Just as before, the list of services that could be affected by this latest hole, is astounding. Most importantly, anything that relies on Server Message Block (SMB) including the Common Internet File System (CIFS), any kind of file or print sharing, remote group policy enforcement, the print spooler, the indexing service, and network logon -- all of these are among the items impacted by a potential hijacking of the Server service. Essentially, anything that need sharing or to be shared goes through the SMB protocol, which is managed by the Server service.

Exactly how an exploit would manage to gain control of the SMB protocol in this instance has not been revealed, for obvious reasons. Microsoft's vague description essentially says that a maliciously crafted remote procedure call from a source that is authenticated as the Server service (it has to be authenticated first) can trigger a situation where arbitrary code can then be executed without authentication.

In lieu of applying the patch, Microsoft's suggested list of workarounds is not pretty. For instance, for Vista users, the company advised that the Windows Firewall is a very handy tool for turning off visibility of one's computer -- effectively removing it from even a local network. For admins, Microsoft details how they can write filtering rules that effectively eliminate any traffic from services that have been authenticated as the Server service.

A check of the UID of that service -- the key used to authenticate it -- reveals a long history of not just exploits, but attempts at exploits. In 2006, it was learned that when a component places a remote procedure call using the authenticated Server service interface, the stub that's returned -- in COM-speak, the handle of what's being requested -- contains way too much data. Included to that data was an open pointer to the heap, that remote components should not have.
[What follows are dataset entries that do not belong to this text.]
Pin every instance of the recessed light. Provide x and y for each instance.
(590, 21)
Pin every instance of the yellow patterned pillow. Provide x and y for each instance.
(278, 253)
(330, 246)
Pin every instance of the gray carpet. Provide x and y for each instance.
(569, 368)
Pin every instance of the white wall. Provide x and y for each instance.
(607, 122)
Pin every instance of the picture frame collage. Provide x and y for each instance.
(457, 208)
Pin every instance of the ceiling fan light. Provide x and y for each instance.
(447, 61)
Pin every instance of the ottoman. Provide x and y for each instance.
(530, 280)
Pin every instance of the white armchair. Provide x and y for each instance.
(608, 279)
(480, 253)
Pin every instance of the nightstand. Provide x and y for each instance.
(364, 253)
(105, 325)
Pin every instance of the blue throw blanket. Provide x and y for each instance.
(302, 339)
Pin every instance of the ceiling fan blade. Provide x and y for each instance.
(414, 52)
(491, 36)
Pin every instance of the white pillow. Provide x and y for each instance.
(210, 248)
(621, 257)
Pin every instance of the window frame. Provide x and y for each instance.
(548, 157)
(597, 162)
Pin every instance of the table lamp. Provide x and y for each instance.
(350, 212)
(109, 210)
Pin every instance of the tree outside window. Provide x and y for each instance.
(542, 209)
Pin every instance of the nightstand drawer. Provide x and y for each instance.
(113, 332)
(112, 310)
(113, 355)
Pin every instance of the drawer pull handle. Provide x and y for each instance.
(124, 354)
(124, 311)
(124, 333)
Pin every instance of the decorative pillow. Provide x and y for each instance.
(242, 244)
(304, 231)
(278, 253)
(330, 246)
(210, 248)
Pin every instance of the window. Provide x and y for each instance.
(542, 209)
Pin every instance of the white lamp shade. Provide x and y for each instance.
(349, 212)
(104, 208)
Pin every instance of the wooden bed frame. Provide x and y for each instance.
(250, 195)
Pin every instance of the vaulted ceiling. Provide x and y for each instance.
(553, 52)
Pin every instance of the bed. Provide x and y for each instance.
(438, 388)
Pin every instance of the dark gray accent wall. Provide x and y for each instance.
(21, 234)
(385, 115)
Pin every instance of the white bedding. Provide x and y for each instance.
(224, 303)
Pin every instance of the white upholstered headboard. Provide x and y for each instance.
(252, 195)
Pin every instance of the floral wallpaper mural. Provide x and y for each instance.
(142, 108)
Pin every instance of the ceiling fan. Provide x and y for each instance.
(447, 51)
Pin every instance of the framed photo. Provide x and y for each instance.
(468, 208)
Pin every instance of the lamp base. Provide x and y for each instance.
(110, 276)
In early Microsoft security models, the way COM traffic was passed was by authenticating the interface through which it was passed, under the theory that it wouldn't be using the interface unless it had permission to do so. In the Component Object Model, an "interface" is more like a logical template through which data is passed; anything read through the interface takes the form specified by the template, which is pointed to in the System Registry. So in short, the presumption was if a component could use an interface, it was probably because it should.

That security model has long since been deprecated; but in the interim, Microsoft has found itself struggling to overcome the security assumptions created by the old COM way of "remoting." If today's exploit is similar, a private security researcher (thus far uncredited) may have discovered yet another way to use the unnecessary bounty of information a stub can return when an RPC is placed using SMB protocol.

There does not appear to be evidence that a working exploit is active and in the wild at this time, though based on what evidence BetaNews did turn up today, one could be close.